Vaccination – Vaccinations help develop immunity against infectious diseases and prevent the spread of these in the community. It is always better to get protected as early as you can. Some examples of recommended vaccines include influenza, Hepatitis, measles mumps rubella (MMR), tetanus diphteria pertussis (Tdap), chickenpox, and Human Papilloma Virus (HPV) vaccines.
Taking care of your health in your 20s
In your 30sIn your 30s
On top of what you should have begun in your 20s, you should also:
Take care of your heart health – In your 30s, you might be putting all your time and energy into your career. Excessive stress at work, an unhealthy diet and not having enough time for exercise and sleep are common within the community. Your cardiovascular health might suffer as a consequence. It is important to continue having a well-balanced lifestyle.
Take care of your mental health – Mental health disorders such as depression, anxiety and panic attacks can affect any age group. However, they can also be triggered by external factors such as major life events, a stressful lifestyle and burn-out at work.
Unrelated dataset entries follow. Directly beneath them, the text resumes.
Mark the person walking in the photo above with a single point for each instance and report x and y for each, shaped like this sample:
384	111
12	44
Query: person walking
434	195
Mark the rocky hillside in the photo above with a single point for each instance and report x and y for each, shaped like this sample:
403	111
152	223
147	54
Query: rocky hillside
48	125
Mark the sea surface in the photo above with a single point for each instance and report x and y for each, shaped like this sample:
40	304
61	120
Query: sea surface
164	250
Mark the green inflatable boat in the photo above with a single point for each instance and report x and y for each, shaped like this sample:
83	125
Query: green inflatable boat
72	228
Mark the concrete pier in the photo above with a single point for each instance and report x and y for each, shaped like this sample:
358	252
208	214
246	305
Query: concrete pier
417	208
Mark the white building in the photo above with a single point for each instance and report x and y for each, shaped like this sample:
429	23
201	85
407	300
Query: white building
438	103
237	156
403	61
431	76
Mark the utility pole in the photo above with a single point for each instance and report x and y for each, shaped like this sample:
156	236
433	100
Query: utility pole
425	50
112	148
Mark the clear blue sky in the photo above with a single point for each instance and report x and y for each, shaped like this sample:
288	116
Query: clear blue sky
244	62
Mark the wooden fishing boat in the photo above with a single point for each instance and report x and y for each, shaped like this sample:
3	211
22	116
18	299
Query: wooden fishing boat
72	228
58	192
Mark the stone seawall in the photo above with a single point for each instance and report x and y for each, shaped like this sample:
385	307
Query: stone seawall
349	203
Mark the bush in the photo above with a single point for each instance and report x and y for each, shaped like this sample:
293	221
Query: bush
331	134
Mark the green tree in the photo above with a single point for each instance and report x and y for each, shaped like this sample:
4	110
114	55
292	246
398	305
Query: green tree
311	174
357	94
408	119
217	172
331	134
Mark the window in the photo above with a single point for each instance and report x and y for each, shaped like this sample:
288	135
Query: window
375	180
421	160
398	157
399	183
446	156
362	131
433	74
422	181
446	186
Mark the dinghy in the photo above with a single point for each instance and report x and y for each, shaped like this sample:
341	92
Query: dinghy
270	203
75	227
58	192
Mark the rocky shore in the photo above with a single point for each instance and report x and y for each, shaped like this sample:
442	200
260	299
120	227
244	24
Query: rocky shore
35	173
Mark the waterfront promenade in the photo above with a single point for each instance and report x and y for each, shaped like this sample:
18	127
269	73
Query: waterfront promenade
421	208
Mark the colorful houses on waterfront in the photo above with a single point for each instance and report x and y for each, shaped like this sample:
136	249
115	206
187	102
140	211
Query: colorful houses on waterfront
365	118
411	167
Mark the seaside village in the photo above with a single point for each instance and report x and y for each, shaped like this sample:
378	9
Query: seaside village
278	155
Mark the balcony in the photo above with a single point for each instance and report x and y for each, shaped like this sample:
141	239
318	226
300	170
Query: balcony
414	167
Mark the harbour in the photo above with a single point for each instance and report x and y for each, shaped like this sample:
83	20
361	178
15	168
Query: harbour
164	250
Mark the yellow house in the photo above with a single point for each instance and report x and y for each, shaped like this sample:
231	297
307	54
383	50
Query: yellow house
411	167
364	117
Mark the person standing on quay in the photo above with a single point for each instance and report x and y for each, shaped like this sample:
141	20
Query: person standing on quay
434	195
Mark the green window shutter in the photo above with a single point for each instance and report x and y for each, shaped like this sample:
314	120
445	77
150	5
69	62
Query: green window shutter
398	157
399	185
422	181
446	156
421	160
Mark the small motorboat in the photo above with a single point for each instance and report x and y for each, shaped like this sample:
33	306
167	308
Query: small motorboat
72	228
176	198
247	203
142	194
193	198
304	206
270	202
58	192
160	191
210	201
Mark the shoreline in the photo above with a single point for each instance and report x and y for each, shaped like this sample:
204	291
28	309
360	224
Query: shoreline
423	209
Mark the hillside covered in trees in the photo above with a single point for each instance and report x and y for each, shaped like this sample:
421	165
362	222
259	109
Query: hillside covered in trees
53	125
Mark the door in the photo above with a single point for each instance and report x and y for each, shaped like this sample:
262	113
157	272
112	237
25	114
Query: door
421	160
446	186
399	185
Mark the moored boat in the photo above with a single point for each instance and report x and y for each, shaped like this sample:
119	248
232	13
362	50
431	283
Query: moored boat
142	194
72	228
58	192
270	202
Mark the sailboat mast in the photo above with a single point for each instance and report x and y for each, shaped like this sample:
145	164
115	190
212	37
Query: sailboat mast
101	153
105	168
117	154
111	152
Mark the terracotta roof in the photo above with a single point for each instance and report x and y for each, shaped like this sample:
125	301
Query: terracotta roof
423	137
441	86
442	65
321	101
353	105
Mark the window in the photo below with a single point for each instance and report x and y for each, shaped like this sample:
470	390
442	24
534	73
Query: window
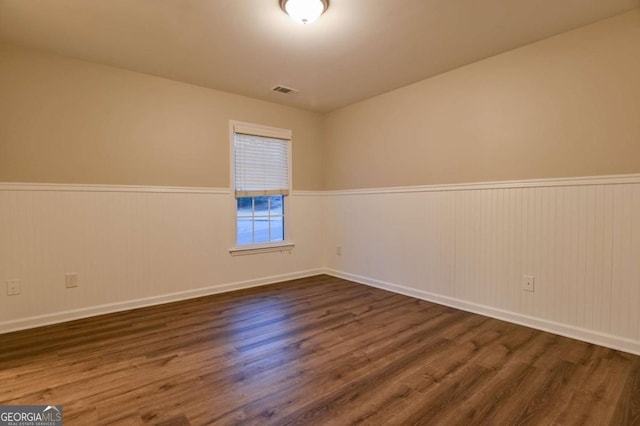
261	176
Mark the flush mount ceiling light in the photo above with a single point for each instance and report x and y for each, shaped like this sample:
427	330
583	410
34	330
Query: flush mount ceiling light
304	11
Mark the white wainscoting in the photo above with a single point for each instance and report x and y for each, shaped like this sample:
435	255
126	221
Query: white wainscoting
132	247
468	246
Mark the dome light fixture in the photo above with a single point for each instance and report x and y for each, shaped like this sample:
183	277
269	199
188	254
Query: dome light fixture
304	11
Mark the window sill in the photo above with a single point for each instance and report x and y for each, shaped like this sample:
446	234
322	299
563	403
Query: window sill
261	248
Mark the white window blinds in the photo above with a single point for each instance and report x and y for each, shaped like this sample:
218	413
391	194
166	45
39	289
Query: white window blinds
261	165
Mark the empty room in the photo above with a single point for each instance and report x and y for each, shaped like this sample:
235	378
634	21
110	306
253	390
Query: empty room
319	212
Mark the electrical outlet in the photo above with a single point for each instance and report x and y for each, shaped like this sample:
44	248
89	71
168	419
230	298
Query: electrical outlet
528	283
13	287
71	280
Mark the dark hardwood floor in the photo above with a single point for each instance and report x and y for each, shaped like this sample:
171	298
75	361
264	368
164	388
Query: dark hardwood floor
316	351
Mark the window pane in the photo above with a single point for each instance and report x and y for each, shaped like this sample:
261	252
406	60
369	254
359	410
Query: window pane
261	206
276	204
245	230
277	228
261	230
245	206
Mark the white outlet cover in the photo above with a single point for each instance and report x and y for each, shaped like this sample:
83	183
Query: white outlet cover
71	280
528	283
13	287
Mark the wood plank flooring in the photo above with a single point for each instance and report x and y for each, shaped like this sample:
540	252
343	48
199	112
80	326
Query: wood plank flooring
315	351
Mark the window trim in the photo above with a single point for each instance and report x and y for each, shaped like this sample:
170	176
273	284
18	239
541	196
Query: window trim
278	246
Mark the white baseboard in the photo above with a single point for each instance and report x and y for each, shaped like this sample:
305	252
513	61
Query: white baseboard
590	336
58	317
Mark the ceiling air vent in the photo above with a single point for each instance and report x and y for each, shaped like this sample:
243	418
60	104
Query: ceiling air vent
284	89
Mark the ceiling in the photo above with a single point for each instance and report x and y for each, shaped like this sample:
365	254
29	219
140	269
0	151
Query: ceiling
357	49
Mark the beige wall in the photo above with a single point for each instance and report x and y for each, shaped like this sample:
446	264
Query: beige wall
68	121
566	106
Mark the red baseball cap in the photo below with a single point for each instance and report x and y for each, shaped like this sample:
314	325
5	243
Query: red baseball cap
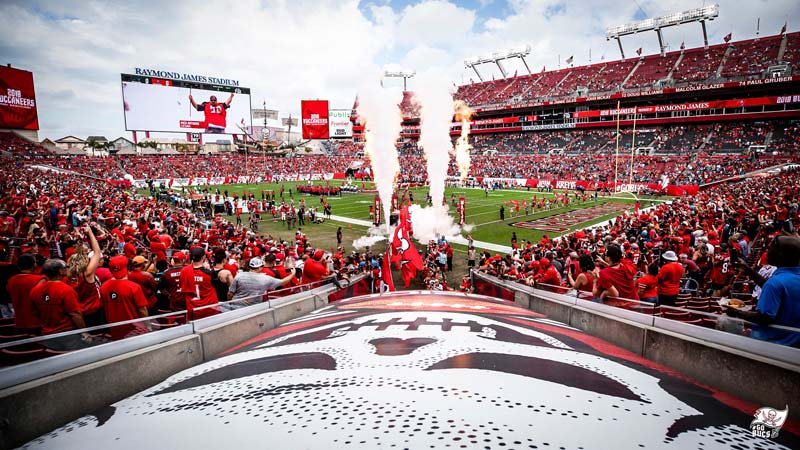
118	266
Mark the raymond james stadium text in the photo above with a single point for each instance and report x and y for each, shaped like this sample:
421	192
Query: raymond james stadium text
185	76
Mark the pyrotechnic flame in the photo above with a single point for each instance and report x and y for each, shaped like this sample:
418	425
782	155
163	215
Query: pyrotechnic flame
463	114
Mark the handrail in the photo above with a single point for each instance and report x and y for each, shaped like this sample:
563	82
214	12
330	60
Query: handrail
758	348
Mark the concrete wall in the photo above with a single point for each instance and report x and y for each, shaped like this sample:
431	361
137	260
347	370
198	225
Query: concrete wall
221	337
31	409
762	373
758	381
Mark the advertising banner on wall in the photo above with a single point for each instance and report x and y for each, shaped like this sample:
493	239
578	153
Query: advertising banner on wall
315	119
17	100
339	124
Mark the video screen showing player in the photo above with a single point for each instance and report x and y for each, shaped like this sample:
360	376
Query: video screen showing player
215	113
172	106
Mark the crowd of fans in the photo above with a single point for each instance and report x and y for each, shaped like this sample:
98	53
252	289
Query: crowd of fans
78	253
723	242
745	59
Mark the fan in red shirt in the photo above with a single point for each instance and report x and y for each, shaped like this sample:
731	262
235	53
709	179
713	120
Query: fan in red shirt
144	279
669	279
171	282
81	270
123	300
721	271
314	269
196	286
56	305
617	279
19	288
215	113
549	275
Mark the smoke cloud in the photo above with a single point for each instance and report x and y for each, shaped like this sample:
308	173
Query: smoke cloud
379	111
436	114
463	114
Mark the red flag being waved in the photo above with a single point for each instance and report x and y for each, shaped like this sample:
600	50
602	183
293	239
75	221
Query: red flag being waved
406	256
387	284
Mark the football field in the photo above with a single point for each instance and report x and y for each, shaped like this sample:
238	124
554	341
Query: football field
482	211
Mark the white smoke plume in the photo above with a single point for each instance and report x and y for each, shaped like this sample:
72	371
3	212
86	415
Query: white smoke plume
433	93
433	222
379	111
464	115
367	241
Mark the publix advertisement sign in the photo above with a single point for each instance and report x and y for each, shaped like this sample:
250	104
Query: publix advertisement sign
339	123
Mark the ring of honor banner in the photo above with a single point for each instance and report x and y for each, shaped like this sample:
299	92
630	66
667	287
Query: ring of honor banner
315	119
17	100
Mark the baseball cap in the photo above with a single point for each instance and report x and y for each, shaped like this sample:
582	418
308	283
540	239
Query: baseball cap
118	266
197	253
670	256
255	263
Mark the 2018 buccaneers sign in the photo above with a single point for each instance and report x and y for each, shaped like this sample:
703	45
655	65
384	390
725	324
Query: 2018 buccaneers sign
17	100
315	119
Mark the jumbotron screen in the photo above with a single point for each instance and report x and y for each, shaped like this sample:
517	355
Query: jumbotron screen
158	104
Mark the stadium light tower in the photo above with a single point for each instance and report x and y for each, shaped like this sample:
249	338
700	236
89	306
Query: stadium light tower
497	57
709	12
404	74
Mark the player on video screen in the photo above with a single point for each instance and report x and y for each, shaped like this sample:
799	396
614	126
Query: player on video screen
215	113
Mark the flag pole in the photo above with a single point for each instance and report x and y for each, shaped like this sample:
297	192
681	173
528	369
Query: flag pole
616	157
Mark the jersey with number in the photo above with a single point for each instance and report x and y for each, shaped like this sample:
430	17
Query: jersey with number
722	270
197	288
215	113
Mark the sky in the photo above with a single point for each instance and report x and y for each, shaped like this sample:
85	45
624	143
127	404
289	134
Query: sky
288	50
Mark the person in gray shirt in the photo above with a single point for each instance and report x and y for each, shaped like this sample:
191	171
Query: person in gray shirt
251	283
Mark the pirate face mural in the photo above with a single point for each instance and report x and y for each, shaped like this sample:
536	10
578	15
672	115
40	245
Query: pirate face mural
420	370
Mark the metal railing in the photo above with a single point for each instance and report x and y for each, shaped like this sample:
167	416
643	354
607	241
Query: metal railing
688	318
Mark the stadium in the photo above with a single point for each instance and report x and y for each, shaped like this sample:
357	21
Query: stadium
596	255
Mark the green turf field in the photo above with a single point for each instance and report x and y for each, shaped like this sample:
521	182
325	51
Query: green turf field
482	210
482	215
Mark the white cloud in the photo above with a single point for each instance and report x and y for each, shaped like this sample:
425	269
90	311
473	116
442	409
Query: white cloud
289	50
435	22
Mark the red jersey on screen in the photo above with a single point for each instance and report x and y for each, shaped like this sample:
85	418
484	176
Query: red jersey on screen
197	288
19	287
215	113
52	303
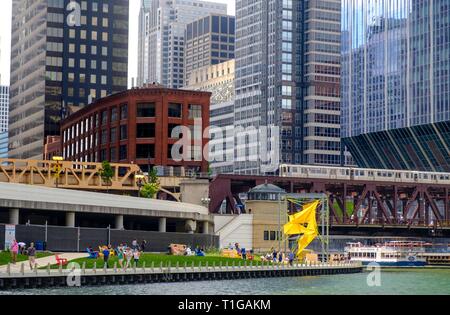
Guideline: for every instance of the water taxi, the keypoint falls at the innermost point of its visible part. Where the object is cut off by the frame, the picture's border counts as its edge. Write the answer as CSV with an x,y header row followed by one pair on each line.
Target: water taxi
x,y
385,255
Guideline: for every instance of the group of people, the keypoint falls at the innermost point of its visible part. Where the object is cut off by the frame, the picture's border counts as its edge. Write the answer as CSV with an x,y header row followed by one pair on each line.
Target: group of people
x,y
242,252
280,257
126,254
17,248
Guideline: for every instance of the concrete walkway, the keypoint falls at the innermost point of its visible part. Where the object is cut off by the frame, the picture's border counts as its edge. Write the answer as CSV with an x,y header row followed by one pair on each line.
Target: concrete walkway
x,y
43,262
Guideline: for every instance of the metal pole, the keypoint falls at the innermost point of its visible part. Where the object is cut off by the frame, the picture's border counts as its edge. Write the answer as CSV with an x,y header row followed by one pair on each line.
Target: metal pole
x,y
279,223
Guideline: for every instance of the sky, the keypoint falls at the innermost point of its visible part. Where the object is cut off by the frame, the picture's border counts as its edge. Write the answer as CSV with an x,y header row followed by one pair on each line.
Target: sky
x,y
5,35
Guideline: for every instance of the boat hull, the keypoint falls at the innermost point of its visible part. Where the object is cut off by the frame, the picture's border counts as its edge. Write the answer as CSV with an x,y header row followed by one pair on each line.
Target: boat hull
x,y
397,263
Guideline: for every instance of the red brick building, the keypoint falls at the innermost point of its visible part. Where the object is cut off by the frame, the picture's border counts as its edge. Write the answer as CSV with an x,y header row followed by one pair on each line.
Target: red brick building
x,y
135,126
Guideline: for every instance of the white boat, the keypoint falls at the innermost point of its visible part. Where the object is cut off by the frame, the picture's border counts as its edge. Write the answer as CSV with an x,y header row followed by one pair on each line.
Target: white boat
x,y
385,255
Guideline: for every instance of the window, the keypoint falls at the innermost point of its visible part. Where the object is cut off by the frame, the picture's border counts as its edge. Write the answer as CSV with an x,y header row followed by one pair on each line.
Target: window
x,y
195,111
146,110
123,132
145,151
124,112
145,131
175,110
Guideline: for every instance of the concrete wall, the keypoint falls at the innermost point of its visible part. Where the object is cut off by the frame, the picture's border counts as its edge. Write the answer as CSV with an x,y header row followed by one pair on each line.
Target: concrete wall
x,y
62,239
238,230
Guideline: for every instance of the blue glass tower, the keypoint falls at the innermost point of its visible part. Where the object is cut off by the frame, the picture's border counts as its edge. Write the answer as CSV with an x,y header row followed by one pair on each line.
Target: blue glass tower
x,y
396,84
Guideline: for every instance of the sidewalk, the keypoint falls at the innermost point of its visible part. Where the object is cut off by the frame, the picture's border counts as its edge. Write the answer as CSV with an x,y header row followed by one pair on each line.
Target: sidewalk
x,y
42,262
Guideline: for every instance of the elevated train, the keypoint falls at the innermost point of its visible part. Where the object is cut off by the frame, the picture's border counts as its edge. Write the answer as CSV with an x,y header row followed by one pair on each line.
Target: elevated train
x,y
363,174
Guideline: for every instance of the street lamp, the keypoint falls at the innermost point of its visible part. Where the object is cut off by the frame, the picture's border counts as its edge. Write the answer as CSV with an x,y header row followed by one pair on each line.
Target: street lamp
x,y
58,160
140,182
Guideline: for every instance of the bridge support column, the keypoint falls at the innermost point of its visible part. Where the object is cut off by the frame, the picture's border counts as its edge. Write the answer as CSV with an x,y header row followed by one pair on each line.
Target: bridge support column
x,y
14,216
119,222
70,219
162,225
191,226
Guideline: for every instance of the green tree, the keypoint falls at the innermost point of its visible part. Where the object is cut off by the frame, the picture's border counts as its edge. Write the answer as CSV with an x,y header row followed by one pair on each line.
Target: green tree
x,y
153,186
107,173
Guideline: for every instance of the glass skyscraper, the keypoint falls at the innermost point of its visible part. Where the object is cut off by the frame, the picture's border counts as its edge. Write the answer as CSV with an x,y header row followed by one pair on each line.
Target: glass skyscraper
x,y
396,83
288,76
63,54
Engaging in activities that you enjoy, such as yoga, reading and meditating, can help you relax and feel positive. If you feel it is difficult to cope at any time, you should talk to your doctor or counsellor.
Consider family planning – Married couples who are considering to having a family should consider receiving a simple health screening to identify any risk factors or hereditary diseases that can increase maternal and fetal complications during pregnancy.
Taking care of your health in your 30s
In your 40sIn your 40s
With stable career advancement and family planning, it’s time to:
Make your health a priority in your life – At this age, consider going for health screening packages that are more comprehensive with a greater number of investigations. It is important to screen for diabetes mellitus and high cholesterol if you have not done so earlier. Women aged between 40 and 49 should seek a doctor’s advice on the benefits and limitations of mammography. If a screening is performed, the HPB advises it to be done annually.
Be responsible for your health – If you have been started on any medications as advised by your doctor, continue to be on them until told otherwise.
Taking care of your health in your 40s
In your 50s and aboveIn your 50s and above
Continue your healthy lifestyle but choose physical exercises wisely – At this age your risk of falls and fractures increase due to physiological changes, including postural instability. You may wish to consider a safer physical activity that will not cause excessive burden on your joints. Activities such as swimming, tai chi and indoor cycle are suitable.
Be more aware of new signs and symptoms in your body – If you are an active person who is used to performing strenuous physical activities, you can continue these activities but should be more alert for any newly onset signs and symptoms such as shortness of breath, chest pain and giddiness. These may need further evaluation by a sports medicine doctor to rule out any underlying cardiovascular diseases.
Screening for high risk diseases – At this age, the HPB recommend regular screening for colorectal cancer and breast cancer even if you don’t have any symptoms. For anyone with symptoms and/or family history, these screenings should begin at an earlier age following consultation with your doctor.
Vaccination – On top of your scheduled vaccinations, you should consider pneumococcal vaccination once you reach 65 years of age and above. This vaccine is important for prevention of pneumonia (lung infection) and pneumococcal disease caused by streptococcus pneumoniae Prevention is better than a cure, especially considering the increased risk of morbidity and mortality in older age groups who contract infectious diseases.